Mid-Term Report: Uncovering the True Sources of Non-Reproducibility in AI for Science

Hello, I’m Baiqiang. I’m excited to share a mid-term update from the Enhancing Reproducibility in RAG Frameworks for Scientific Workflows project. This journey, mentored by Luanzheng “Lenny” Guo and Dongfang Zhao, has taken a fascinating and unexpected turn, leading to a much deeper understanding of what it takes to build truly reliable AI for science.
The Search for an Invisible Bug
As a quick recap, our project tackles the critical problem of non-determinism in Retrieval-Augmented Generation (RAG) systems. For science to be trustworthy, it must be repeatable. If an AI system gives different answers to the same question, it fails this fundamental test. Our initial goal, outlined in my proposal, was to find and fix the sources of this inconsistency, which we believed lay within the retrieval algorithms themselves.
To do this, we built a comprehensive testing framework capable of running thousands of controlled experiments. We designed it to meticulously measure the consistency of retrieval results while varying everything from the indexing algorithm to the underlying hardware.
A Surprising Discovery: The Usual Suspect is Innocent
The common wisdom in the community is that high-performance, approximate search libraries like FAISS are a major source of randomness. We put this to the test, running repeated queries against various index types, including complex ones like HNSW
and IndexIVF
.
Our results were clear and surprising: FAISS is remarkably reproducible out of the box. When run on a consistent hardware and software stack, it returns the exact same results, every single time. The library appears to have robust internal seed management that ensures deterministic behavior.
This finding was a pivotal moment. The non-reproducibility that researchers observe in practice is real, but it doesn’t come from where we expected. The problem isn’t the algorithm itself, but the environment it runs in. Our investigation immediately shifted to find the real culprits.
Pinpointing the True Sources of Non-Determinism
Our framework quickly helped us identify the true sources of inconsistency:
- Hardware-Induced Variation (CPU vs. GPU): This is the most significant factor. Running the exact same retrieval code can produce different document rankings and even different document sets when executed on a CPU versus a GPU. This is likely due to subtle differences in floating-point arithmetic and library optimizations in the hardware stack.
- The Impact of Numerical Precision: We also confirmed that changing the floating-point precision of the data (e.g., from FP32 to FP16) can introduce small numerical variations that are just large enough to reorder the results, potentially changing the evidence the LLM receives.

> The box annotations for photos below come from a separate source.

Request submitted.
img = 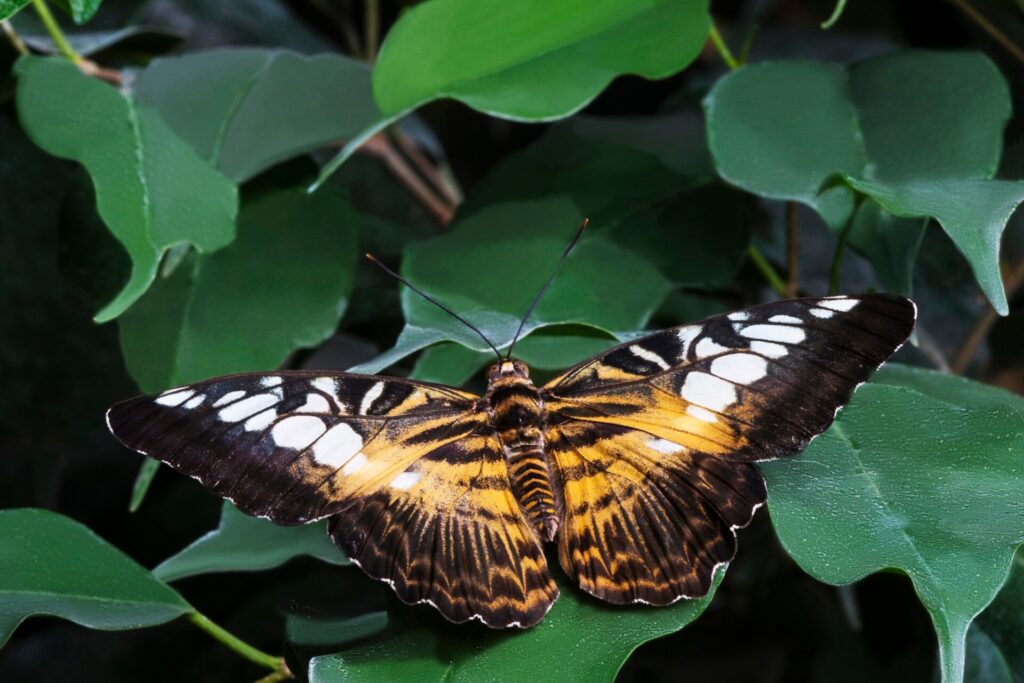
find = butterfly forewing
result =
[544,295,915,604]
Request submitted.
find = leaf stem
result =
[708,22,739,69]
[32,0,83,66]
[746,243,786,297]
[0,19,29,54]
[188,611,291,680]
[821,0,846,31]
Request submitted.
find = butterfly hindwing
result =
[544,295,915,604]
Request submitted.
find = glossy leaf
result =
[762,366,1024,682]
[0,508,193,645]
[121,184,356,391]
[153,501,349,581]
[705,51,1024,314]
[374,0,710,121]
[309,570,725,683]
[353,197,668,372]
[15,57,238,322]
[133,48,382,182]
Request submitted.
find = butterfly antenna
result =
[505,218,590,360]
[367,254,504,362]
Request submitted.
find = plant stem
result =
[821,0,846,31]
[746,243,786,297]
[362,0,381,63]
[708,22,739,69]
[32,0,82,65]
[188,611,288,672]
[0,19,29,54]
[785,202,800,299]
[949,0,1024,62]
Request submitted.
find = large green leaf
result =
[354,197,668,372]
[153,501,348,581]
[15,57,238,322]
[762,366,1024,682]
[309,570,725,683]
[115,188,356,392]
[314,0,711,187]
[705,51,1024,314]
[133,49,382,182]
[0,509,193,645]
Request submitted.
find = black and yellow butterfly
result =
[108,241,915,628]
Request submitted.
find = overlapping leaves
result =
[706,51,1024,314]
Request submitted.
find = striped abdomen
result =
[487,368,558,541]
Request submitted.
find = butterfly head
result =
[487,358,529,384]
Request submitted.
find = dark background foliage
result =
[0,0,1024,681]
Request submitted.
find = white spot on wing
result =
[686,405,718,423]
[217,393,279,422]
[647,438,686,456]
[341,453,367,474]
[751,341,790,358]
[184,393,206,411]
[359,382,384,415]
[739,325,807,344]
[270,415,327,451]
[679,372,736,412]
[818,297,860,312]
[157,389,196,408]
[630,344,669,370]
[213,389,246,408]
[711,356,770,384]
[313,422,362,474]
[696,337,732,358]
[388,472,420,490]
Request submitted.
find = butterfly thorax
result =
[484,360,558,541]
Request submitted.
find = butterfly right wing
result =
[108,372,558,628]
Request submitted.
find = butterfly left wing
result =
[543,294,915,604]
[108,372,558,628]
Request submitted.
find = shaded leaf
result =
[153,501,349,581]
[762,366,1024,681]
[133,48,382,182]
[374,0,710,121]
[353,197,668,372]
[309,571,725,683]
[705,51,1024,314]
[121,184,356,392]
[0,508,193,645]
[15,57,238,322]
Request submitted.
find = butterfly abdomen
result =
[487,366,558,541]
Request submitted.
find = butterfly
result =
[106,227,916,628]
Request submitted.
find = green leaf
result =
[309,570,725,683]
[374,0,710,121]
[153,501,349,582]
[15,57,238,322]
[353,197,668,372]
[115,184,356,392]
[705,51,1024,314]
[0,509,193,645]
[762,366,1024,682]
[133,49,383,182]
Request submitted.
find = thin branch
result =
[391,126,462,206]
[32,0,82,65]
[949,0,1024,62]
[950,259,1024,375]
[708,22,739,69]
[746,243,786,297]
[360,134,455,225]
[785,202,800,299]
[0,19,29,54]
[188,611,292,680]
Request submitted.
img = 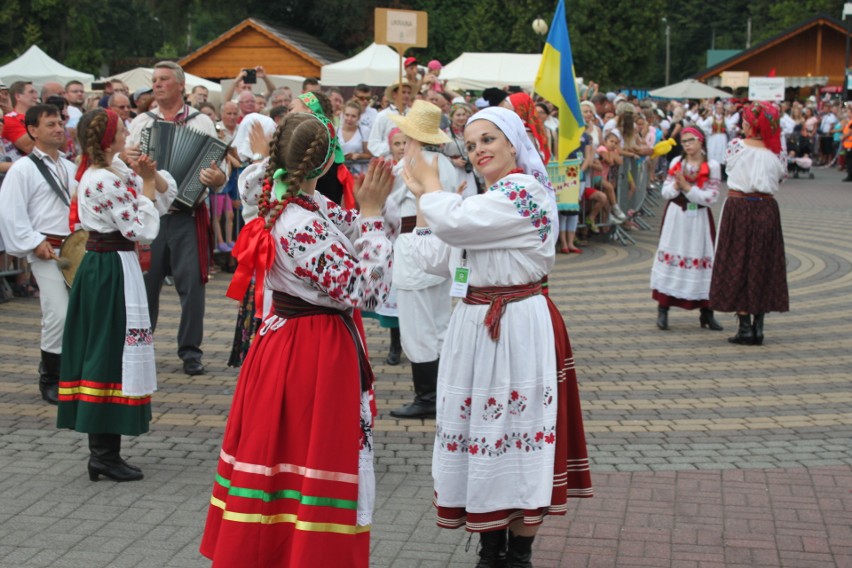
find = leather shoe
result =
[183,359,204,375]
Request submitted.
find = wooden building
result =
[178,18,345,80]
[693,14,847,89]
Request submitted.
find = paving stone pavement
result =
[0,169,852,568]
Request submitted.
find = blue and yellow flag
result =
[535,0,586,162]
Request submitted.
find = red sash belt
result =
[86,231,136,252]
[272,290,375,390]
[462,281,542,341]
[44,235,68,248]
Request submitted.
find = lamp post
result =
[533,17,548,50]
[663,18,671,85]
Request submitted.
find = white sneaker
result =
[612,205,627,223]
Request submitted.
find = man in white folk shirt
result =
[0,104,77,404]
[388,101,459,418]
[367,78,411,158]
[123,61,227,375]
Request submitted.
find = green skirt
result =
[56,252,151,436]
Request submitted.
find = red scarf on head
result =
[68,109,120,233]
[743,102,781,154]
[509,93,550,164]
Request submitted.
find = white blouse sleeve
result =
[90,170,160,242]
[276,215,393,310]
[420,179,556,250]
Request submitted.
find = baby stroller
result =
[787,124,814,179]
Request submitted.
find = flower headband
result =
[296,92,345,164]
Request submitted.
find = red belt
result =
[86,231,136,252]
[45,235,68,248]
[728,189,775,199]
[462,281,542,341]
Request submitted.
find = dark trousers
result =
[145,211,205,361]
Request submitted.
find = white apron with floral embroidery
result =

Our Mission Refined: Building Tools for Environmental Control
This discovery has sharpened our project’s mission. The challenge is not to “fix” a supposedly random algorithm, but to develop the tools and best practices to control for the entire experimental environment. Our focus for the second half of the project is to:
- Develop a Hardware-Aware Configuration Tracker: We are building a tool that goes beyond logging software versions. It will capture the critical details of the hardware environment—CPU/GPU model, CUDA version, etc.—and link them directly to an experiment’s results.
- Create a Cross-Environment Validation Suite: Our open-source benchmarking suite will empower researchers to test their own pipelines. Crucially, it will help them identify and diagnose inconsistencies when moving workflows between different machines, such as from a local laptop to a cloud-based GPU.
- Establish New Best Practices: We will distill our findings into clear, actionable guidance. The key recommendation is no longer just about choosing the right algorithm, but ensuring a consistent and well-documented hardware and software environment to guarantee reproducible outcomes.
By following the evidence, we’ve uncovered the root cause of a critical problem in AI-driven research. We are now developing the solutions needed to manage it, paving the way for a future where scientific discoveries powered by AI are built on a foundation of verifiable trust.